According to the National center for Education Statistics in 2019, 19.9 million students will attend colleges and universities and half of them are expected to take on student loans. Those students that rely on student loans to get a bachelor’s degree can expect to borrow $37,400.

It’s not just young people who have it bad. More than 3 million Americans ages 60 and older owe more than $86 billion in student loans altogether. “The fastest growing segment of student loan borrowers are actually older Americans,” Seth Frotman who is a student loan debt expert, used to work at the Consumer Financial Protection Bureau said.

The federal government offers no support or relief on the matter. According to Fortman they will literally seize their social security benefits and that student loans are driving tens of thousands of older Americans into poverty.

One argument against the student loan debt crisis is that once someone has a bachelor’s degree, they would be able to get a good enough paying job that would pay off their debt. But what some people don’t consider is other expenses of living a sustainable life. People want to live in their own house and that means taking on a mortgage. They also want a car which comes with a car loan plus there are taxes.

Society has a long list of standards and going to college is one of them. While society has these standards they never wants to help once anyone needs financial aid to pay for college.

Out of the 38 thousand whom applied only 262 have successfully gotten loan forgiveness. With the rising debt in America individuals have taken it upon themselves to help the matter

Back in May, of 2019 billionaire Robert F. Smith pledged to pay off the student loans of 400 graduating seniors during his commencement address at Morehouse College in Atlanta, Georgia.

Even local seniors have the opportunity to be accepted for the Buffet Scholarship which will pay for their resident tuition, fees, books, room and board, personal expenses and transport.
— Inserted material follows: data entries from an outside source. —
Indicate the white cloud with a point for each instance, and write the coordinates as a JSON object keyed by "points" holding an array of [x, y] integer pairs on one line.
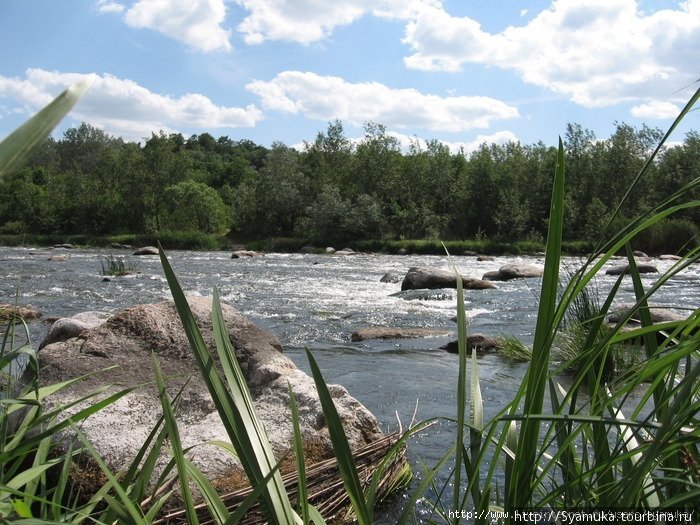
{"points": [[656, 110], [123, 108], [307, 21], [108, 6], [197, 23], [327, 98], [596, 52], [500, 137]]}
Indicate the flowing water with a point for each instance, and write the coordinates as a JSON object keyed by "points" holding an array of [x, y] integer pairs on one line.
{"points": [[317, 301]]}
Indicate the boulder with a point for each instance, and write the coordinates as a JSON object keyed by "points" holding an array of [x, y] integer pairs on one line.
{"points": [[392, 276], [417, 278], [642, 268], [147, 250], [67, 327], [482, 343], [240, 254], [10, 311], [126, 342], [514, 271], [388, 332]]}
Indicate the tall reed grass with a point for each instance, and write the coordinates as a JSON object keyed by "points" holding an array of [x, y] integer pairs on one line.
{"points": [[631, 442]]}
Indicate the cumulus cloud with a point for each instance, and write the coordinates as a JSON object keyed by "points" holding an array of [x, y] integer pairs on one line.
{"points": [[197, 23], [123, 108], [108, 6], [499, 137], [307, 21], [656, 110], [596, 52], [327, 98]]}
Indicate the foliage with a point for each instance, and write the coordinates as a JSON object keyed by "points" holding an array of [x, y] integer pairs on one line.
{"points": [[194, 206], [669, 236], [336, 191]]}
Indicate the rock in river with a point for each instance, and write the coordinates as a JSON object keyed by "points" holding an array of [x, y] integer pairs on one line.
{"points": [[12, 311], [126, 342], [147, 250], [392, 276], [240, 254], [418, 278], [481, 342], [388, 332], [514, 271], [642, 268]]}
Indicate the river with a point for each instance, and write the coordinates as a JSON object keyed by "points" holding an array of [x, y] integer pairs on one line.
{"points": [[317, 301]]}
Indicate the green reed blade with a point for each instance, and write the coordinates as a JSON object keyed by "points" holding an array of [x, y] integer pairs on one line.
{"points": [[17, 147], [341, 448], [175, 444]]}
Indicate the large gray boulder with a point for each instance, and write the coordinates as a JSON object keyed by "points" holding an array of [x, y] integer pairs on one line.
{"points": [[514, 271], [128, 339], [418, 278], [68, 327]]}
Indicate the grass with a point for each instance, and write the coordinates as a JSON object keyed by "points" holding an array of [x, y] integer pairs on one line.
{"points": [[630, 442], [511, 348]]}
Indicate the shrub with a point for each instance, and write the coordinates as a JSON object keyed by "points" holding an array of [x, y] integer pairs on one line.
{"points": [[668, 236]]}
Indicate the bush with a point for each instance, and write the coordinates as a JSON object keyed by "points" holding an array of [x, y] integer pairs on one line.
{"points": [[668, 236]]}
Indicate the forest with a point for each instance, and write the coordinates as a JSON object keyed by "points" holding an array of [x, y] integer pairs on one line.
{"points": [[338, 191]]}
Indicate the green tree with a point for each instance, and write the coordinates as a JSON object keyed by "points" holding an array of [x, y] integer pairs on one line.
{"points": [[191, 205]]}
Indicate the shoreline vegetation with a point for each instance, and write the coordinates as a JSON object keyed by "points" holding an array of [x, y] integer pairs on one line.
{"points": [[201, 192], [197, 241], [628, 443]]}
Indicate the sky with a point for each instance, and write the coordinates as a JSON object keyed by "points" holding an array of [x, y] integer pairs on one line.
{"points": [[459, 71]]}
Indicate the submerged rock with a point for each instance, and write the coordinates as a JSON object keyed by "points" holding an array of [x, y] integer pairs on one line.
{"points": [[147, 250], [514, 271], [392, 276], [240, 254], [126, 342], [431, 278], [438, 294], [482, 343], [658, 314], [388, 332], [624, 269], [26, 312]]}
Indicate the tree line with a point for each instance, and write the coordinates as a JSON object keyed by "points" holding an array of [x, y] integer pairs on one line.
{"points": [[336, 190]]}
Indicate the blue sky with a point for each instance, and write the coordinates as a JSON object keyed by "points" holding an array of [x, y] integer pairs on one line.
{"points": [[281, 70]]}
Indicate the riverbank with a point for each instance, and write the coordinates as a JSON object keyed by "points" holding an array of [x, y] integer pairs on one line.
{"points": [[201, 241]]}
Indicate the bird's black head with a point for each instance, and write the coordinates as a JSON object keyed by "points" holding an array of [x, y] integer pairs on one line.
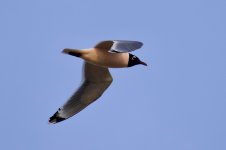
{"points": [[134, 60]]}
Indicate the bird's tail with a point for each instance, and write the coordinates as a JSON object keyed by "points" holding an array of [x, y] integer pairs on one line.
{"points": [[73, 52]]}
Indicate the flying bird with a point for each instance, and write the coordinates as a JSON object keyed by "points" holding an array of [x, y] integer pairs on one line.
{"points": [[96, 76]]}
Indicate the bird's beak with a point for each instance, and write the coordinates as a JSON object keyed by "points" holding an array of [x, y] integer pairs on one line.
{"points": [[143, 63]]}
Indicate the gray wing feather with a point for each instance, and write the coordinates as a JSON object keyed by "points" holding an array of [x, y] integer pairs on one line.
{"points": [[119, 46], [95, 81]]}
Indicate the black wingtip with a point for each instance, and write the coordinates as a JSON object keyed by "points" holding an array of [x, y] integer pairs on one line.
{"points": [[55, 118]]}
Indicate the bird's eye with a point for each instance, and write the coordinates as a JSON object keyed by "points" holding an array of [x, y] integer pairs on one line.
{"points": [[134, 57]]}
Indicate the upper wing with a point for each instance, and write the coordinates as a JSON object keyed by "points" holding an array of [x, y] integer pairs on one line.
{"points": [[96, 81], [119, 46]]}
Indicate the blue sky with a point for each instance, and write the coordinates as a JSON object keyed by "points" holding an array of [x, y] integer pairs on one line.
{"points": [[177, 103]]}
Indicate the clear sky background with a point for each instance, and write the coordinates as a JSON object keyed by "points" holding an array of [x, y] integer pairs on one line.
{"points": [[176, 103]]}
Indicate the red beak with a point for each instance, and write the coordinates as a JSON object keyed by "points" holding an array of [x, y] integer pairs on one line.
{"points": [[143, 63]]}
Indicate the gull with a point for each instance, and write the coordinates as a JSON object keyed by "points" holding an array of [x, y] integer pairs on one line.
{"points": [[96, 76]]}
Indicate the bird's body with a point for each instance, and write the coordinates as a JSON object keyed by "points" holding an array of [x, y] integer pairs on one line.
{"points": [[102, 57], [96, 76]]}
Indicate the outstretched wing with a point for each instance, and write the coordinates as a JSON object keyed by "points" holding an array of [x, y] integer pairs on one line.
{"points": [[95, 81], [119, 46]]}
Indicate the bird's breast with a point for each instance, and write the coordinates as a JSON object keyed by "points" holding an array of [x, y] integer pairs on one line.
{"points": [[106, 59]]}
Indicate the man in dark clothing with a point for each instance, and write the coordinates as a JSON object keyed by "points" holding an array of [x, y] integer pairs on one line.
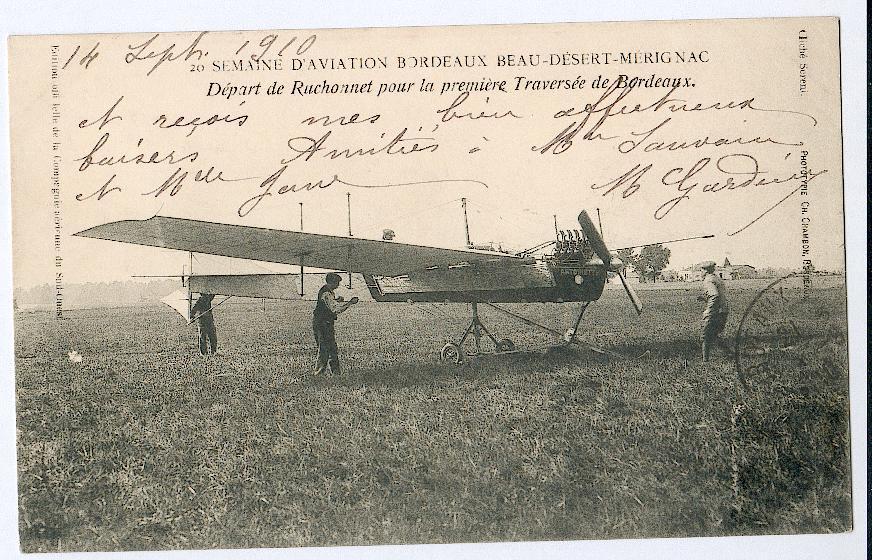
{"points": [[328, 307], [202, 312]]}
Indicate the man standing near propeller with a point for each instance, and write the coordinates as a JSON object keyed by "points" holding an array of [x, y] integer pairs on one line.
{"points": [[714, 317], [329, 306]]}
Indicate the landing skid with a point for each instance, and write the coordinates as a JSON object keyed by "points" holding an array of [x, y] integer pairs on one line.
{"points": [[569, 337], [454, 351]]}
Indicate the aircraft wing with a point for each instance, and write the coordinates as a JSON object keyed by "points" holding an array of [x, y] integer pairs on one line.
{"points": [[385, 258]]}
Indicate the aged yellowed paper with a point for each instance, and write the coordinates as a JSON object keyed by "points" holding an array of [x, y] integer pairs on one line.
{"points": [[583, 280]]}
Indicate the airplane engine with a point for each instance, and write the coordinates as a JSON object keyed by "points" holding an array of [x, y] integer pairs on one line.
{"points": [[578, 273]]}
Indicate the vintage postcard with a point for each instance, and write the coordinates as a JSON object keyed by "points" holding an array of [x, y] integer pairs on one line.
{"points": [[429, 285]]}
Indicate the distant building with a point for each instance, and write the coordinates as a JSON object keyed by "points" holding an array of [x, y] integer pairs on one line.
{"points": [[728, 271]]}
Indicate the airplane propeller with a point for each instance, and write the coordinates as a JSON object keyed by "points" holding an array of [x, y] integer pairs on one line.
{"points": [[599, 247]]}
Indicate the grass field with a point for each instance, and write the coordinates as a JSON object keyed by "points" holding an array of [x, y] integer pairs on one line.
{"points": [[146, 445]]}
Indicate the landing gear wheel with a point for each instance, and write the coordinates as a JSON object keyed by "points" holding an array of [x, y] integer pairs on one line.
{"points": [[452, 353], [505, 345]]}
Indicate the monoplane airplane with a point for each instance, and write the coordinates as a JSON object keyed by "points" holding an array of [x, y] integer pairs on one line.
{"points": [[575, 270]]}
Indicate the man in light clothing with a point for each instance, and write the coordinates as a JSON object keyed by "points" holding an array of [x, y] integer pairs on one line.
{"points": [[328, 307], [714, 318]]}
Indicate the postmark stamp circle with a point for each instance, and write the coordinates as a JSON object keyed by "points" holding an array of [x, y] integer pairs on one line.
{"points": [[791, 333]]}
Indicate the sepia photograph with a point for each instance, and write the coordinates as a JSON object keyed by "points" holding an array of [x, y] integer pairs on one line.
{"points": [[431, 285]]}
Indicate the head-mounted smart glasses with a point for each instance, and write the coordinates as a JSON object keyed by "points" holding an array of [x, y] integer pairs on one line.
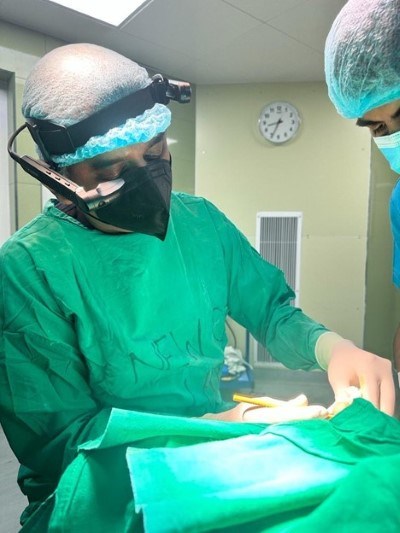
{"points": [[53, 139]]}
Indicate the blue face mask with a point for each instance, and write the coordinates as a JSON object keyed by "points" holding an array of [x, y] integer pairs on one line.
{"points": [[389, 145]]}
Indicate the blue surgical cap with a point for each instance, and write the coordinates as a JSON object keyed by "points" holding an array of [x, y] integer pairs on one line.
{"points": [[362, 56], [75, 81]]}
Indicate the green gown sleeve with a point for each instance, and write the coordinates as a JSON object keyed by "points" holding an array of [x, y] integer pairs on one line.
{"points": [[47, 409], [259, 300]]}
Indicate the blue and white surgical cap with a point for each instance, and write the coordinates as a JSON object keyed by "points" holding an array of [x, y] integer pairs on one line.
{"points": [[362, 56], [75, 81]]}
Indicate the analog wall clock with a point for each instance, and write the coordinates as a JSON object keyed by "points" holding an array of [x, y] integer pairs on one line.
{"points": [[279, 122]]}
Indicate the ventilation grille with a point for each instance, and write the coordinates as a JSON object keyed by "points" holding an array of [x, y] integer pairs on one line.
{"points": [[278, 240]]}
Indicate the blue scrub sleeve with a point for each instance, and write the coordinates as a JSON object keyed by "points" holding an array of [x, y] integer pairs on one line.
{"points": [[395, 224]]}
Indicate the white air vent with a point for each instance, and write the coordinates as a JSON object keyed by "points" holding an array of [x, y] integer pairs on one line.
{"points": [[278, 240]]}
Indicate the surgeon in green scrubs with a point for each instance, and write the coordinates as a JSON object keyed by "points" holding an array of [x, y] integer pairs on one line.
{"points": [[115, 297]]}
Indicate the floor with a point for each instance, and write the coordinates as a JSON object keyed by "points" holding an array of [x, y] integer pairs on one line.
{"points": [[276, 382]]}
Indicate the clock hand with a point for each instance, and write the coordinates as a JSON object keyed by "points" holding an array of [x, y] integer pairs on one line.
{"points": [[276, 127]]}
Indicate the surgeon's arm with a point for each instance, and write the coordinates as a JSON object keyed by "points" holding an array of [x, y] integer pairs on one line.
{"points": [[46, 406]]}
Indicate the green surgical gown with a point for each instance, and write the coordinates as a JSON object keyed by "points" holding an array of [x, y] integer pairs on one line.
{"points": [[92, 321]]}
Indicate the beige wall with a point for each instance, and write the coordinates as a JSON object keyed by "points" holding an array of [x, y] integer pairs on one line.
{"points": [[324, 172], [20, 49]]}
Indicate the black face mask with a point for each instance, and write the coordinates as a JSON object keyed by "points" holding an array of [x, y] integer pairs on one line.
{"points": [[140, 203]]}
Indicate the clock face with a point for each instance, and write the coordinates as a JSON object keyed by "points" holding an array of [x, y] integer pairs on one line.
{"points": [[279, 122]]}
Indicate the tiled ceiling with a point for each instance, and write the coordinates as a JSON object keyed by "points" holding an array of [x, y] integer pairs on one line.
{"points": [[202, 41]]}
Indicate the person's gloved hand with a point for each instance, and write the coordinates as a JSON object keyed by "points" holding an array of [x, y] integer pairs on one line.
{"points": [[350, 366], [296, 409]]}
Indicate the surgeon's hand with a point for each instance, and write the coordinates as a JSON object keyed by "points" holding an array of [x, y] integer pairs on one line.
{"points": [[350, 366], [296, 409]]}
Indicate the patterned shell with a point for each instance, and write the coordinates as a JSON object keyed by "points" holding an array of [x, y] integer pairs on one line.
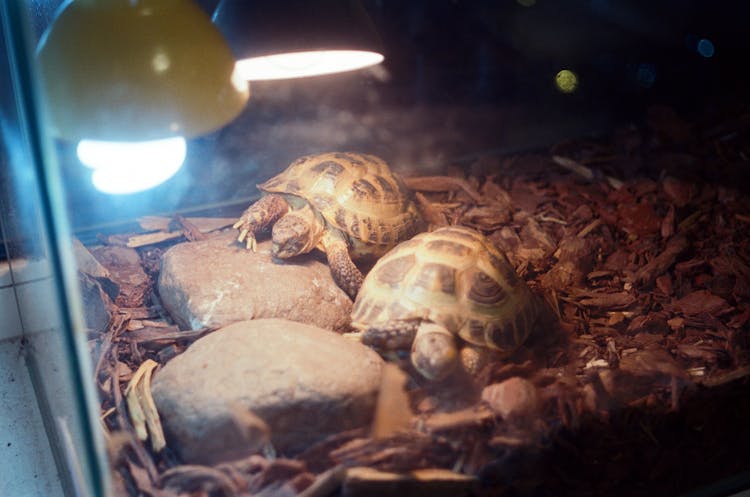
{"points": [[454, 277], [356, 193]]}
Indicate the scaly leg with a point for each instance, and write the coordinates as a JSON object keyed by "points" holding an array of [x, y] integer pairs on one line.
{"points": [[344, 272], [260, 216]]}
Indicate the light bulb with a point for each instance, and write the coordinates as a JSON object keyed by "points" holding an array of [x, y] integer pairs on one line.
{"points": [[303, 64], [129, 167]]}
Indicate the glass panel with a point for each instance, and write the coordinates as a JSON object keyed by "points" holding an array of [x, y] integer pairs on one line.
{"points": [[35, 244]]}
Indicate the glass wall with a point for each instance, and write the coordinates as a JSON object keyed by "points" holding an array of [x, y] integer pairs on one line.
{"points": [[36, 248]]}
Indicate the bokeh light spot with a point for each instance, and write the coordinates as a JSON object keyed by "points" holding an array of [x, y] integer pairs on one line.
{"points": [[645, 75], [566, 81], [705, 47]]}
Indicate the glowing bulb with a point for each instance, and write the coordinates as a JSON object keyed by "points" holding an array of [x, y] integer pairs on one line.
{"points": [[303, 64], [129, 167], [566, 81]]}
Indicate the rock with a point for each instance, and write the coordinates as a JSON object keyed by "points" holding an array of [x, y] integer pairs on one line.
{"points": [[126, 271], [304, 382], [218, 281], [515, 398]]}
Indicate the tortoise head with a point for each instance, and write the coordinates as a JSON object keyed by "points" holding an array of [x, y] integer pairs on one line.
{"points": [[297, 232]]}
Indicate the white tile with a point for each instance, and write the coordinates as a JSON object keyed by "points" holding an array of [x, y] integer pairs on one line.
{"points": [[5, 279], [10, 323], [39, 310], [28, 467]]}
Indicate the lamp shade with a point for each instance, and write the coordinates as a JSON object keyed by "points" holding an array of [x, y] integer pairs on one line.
{"points": [[137, 70], [274, 39]]}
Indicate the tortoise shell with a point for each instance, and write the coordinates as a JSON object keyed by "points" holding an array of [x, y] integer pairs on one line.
{"points": [[453, 277], [355, 193]]}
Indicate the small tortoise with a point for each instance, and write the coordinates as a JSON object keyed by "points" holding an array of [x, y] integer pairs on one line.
{"points": [[440, 285], [349, 205]]}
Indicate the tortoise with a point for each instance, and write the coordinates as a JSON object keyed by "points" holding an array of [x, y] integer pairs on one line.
{"points": [[350, 205], [448, 283]]}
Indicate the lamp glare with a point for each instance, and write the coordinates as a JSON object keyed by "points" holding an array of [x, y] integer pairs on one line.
{"points": [[129, 167], [304, 64]]}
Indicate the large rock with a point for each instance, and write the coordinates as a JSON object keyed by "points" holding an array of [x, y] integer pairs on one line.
{"points": [[217, 281], [306, 383]]}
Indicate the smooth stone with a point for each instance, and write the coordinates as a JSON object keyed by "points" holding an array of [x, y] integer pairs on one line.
{"points": [[514, 398], [215, 282], [304, 382]]}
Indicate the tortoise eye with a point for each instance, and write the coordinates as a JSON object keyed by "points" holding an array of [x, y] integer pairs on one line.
{"points": [[485, 290]]}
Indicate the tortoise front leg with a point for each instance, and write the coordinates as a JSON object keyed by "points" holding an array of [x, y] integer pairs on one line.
{"points": [[260, 216], [346, 275]]}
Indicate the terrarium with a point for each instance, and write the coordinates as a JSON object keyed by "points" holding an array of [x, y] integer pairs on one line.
{"points": [[380, 247]]}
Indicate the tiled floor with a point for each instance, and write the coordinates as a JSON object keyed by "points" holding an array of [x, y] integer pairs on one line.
{"points": [[27, 467]]}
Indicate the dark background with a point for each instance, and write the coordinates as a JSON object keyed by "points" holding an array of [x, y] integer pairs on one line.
{"points": [[461, 79]]}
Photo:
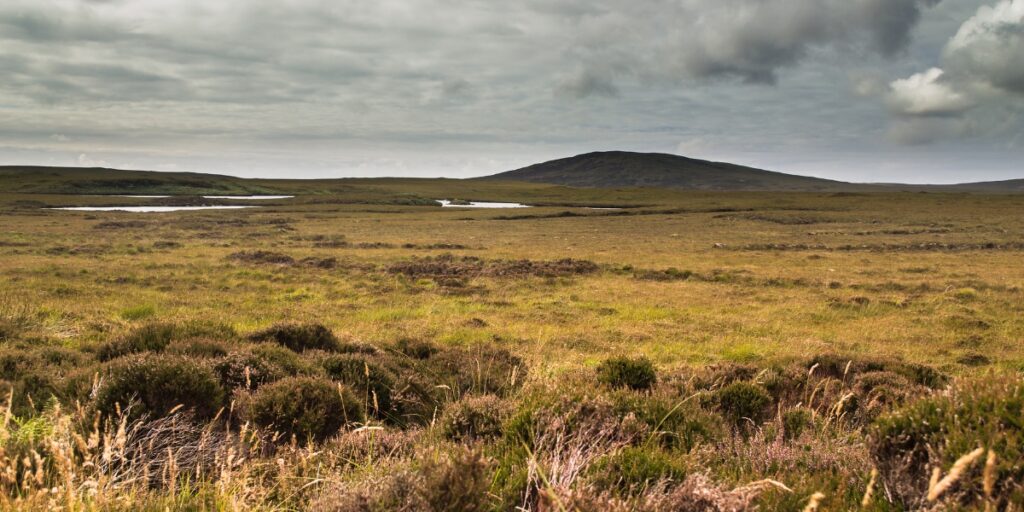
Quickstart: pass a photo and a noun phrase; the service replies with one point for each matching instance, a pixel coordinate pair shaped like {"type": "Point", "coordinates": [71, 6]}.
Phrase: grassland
{"type": "Point", "coordinates": [798, 342]}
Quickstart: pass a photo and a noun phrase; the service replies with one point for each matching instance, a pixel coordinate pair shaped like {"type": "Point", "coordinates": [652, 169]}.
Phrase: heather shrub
{"type": "Point", "coordinates": [443, 482]}
{"type": "Point", "coordinates": [286, 359]}
{"type": "Point", "coordinates": [299, 337]}
{"type": "Point", "coordinates": [156, 384]}
{"type": "Point", "coordinates": [370, 381]}
{"type": "Point", "coordinates": [675, 423]}
{"type": "Point", "coordinates": [479, 371]}
{"type": "Point", "coordinates": [795, 421]}
{"type": "Point", "coordinates": [721, 375]}
{"type": "Point", "coordinates": [937, 430]}
{"type": "Point", "coordinates": [416, 349]}
{"type": "Point", "coordinates": [306, 408]}
{"type": "Point", "coordinates": [846, 368]}
{"type": "Point", "coordinates": [634, 469]}
{"type": "Point", "coordinates": [636, 374]}
{"type": "Point", "coordinates": [199, 347]}
{"type": "Point", "coordinates": [155, 337]}
{"type": "Point", "coordinates": [474, 418]}
{"type": "Point", "coordinates": [742, 402]}
{"type": "Point", "coordinates": [245, 370]}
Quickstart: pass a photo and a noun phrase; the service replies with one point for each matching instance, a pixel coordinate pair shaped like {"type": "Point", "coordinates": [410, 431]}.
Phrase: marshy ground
{"type": "Point", "coordinates": [690, 351]}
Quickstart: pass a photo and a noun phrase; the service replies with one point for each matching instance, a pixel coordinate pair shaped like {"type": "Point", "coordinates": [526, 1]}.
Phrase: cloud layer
{"type": "Point", "coordinates": [444, 87]}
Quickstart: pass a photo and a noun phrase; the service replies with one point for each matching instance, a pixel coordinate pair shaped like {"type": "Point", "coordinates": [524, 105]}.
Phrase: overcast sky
{"type": "Point", "coordinates": [862, 90]}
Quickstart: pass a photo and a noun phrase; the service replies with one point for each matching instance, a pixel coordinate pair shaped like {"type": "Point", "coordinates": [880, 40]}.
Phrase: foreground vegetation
{"type": "Point", "coordinates": [691, 351]}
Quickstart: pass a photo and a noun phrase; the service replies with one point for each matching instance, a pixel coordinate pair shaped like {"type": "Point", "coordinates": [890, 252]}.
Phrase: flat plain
{"type": "Point", "coordinates": [767, 322]}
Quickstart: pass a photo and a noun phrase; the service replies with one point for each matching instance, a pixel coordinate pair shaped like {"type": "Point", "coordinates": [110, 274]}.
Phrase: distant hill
{"type": "Point", "coordinates": [98, 180]}
{"type": "Point", "coordinates": [622, 169]}
{"type": "Point", "coordinates": [593, 170]}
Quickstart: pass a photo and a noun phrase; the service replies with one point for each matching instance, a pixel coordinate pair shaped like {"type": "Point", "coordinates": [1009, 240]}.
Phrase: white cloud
{"type": "Point", "coordinates": [989, 47]}
{"type": "Point", "coordinates": [926, 94]}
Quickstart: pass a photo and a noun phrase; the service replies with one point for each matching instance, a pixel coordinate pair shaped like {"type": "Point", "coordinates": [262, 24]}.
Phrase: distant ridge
{"type": "Point", "coordinates": [623, 169]}
{"type": "Point", "coordinates": [593, 170]}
But they have to attend a public, in- state school.

There’s also trade school as an option, which on average costs anywhere from $3,000 to $10,000 a year compared to college that on average costs $20,000 a year, but no one advertises trade school as an option for students to pursue.

Once we lower the cost of tuition, maybe more people can see college as their future. College seems huge and daunting because of the risk that comes along with it, if they fail and don’t graduate they have years of debt and they don’t even have a degree to show for it. College seems more like a liability than an opportunity to further one’s education because the cost is simply astronomical, we must lower the cost of college.

Until tuition for college is lowered and more reasonable I won’t be going to college.